N Korea to restart nuclear arms plant
By Christian Oliver in Seoul
Copyright The Financial Times Limited 2009
Published: April 14 2009 05:57 | Last updated: April 14 2009 12:14
http://www.ft.com/cms/s/0/6f24e02c-28ac-11de-8dbf-00144feabdc0.html
North Korea on Tuesday vowed to expand its nuclear weapons work and restart a reactor capable of producing weapons-grade plutonium, retaliating more provocatively than expected against UN condemnation of its recent rocket launch.
Pyongyang said it would never again take part in six-party talks, the diplomatic framework aimed at getting North Korea to dismantle its nuclear arms. The six parties are Russia, China, the US, Japan and the two Koreas.
“We have no choice but to strengthen our defensive nuclear deterrent in response to increased military threats from hostile forces,” North Korea’s foreign ministry said in a statement carried on the KCNA state news agency.

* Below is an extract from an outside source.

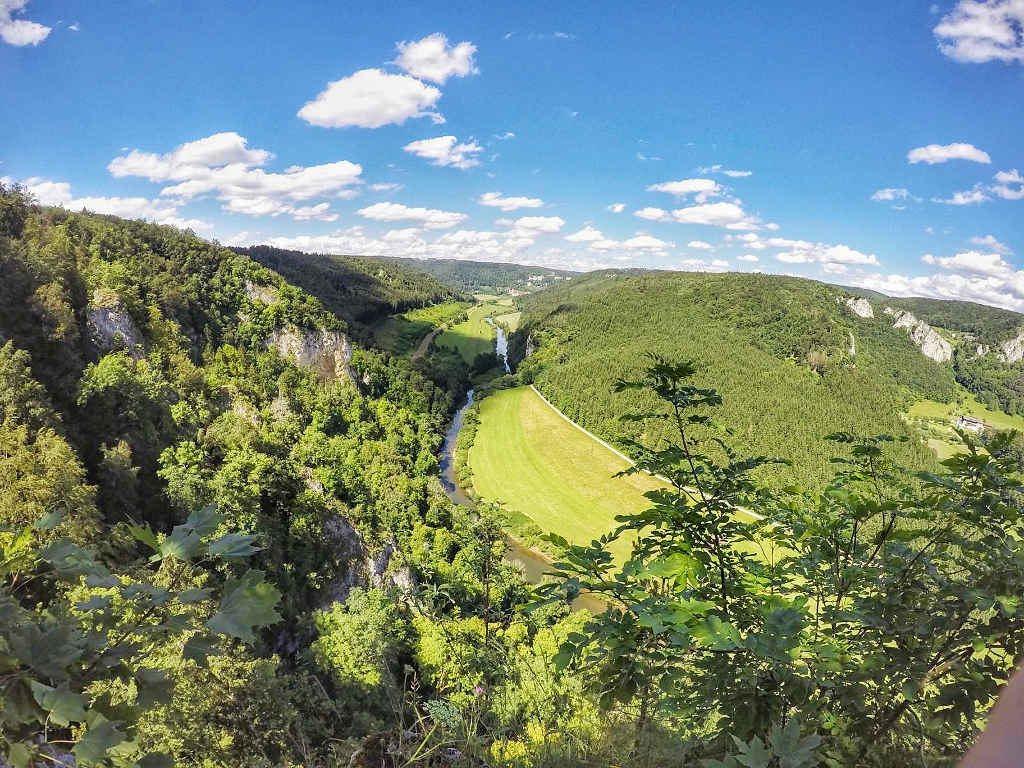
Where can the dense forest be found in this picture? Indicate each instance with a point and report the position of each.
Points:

The communist state had agreed in 2007 to dismantle its Yongbyon atomic plant that experts say was the source of plutonium for up to eight warheads.
“As part of measures to normalise the operations of nuclear facilities, fuel rods which came out of the Yongbyon facilities will be reprocessed,” the foreign ministry said, adding North Korea would also build a light-water reactor.
Japan and Russia immediately urged North Korea to return to six-party talks. China appealed for “all sides to... exercise calmness and restraint... and make concerted efforts to consistently facilitate the six-party talks and denuclearisation on the Korean peninsula.
The UN Security Council on Monday condemned the reclusive nation’s launch of a rocket on April 5. It pledged to tighten existing sanctions and to produce a blacklist of companies and individuals who could face penalties for doing business with Pyongyang.
Diplomats said banks could be among those targeted.
North Korea argued it was exercising its legitimate right to put a satellite into orbit, whereas Japan, South Korea and the US said this was an excuse for carrying out a long-range missile test barred by a previous Security Council resolution.
Choi Choon-heum, senior research fellow at the Korea Institute for National Unification, reckoned Pyongyang was simply trying to force bilateral talks with the US.
“But it will not work because the US will not talk outside the six-party framework,” he said. “North Korea cannot avoid the six-party talks for ever. There is no way for North Korea not to listen to China’s advice.”
Relations between the Koreas are now at their worst in a decade, with Pyongyang accusing Seoul of forcing the peninsula to the brink of war.
Last June, Pyongyang had given some grounds for optimism by blowing up a cooling tower at Yongbyon before international camera crews. However, this proved largely symbolic and Pyongyang was treading water on dismantlement by December.
Kim Jong-il, North Korea’s dictator, is furious that South Korea’s conservative president, Lee Myung-bak, has not courted him in the manner of previous leftist administrations and has made aid contingent on tangible progress in nuclear negotiations.
The North has torn up non-aggression pacts with its richer neighbour and has said that it will no longer recognise a disputed maritime border where sea battles were fought in 1999 and 2002.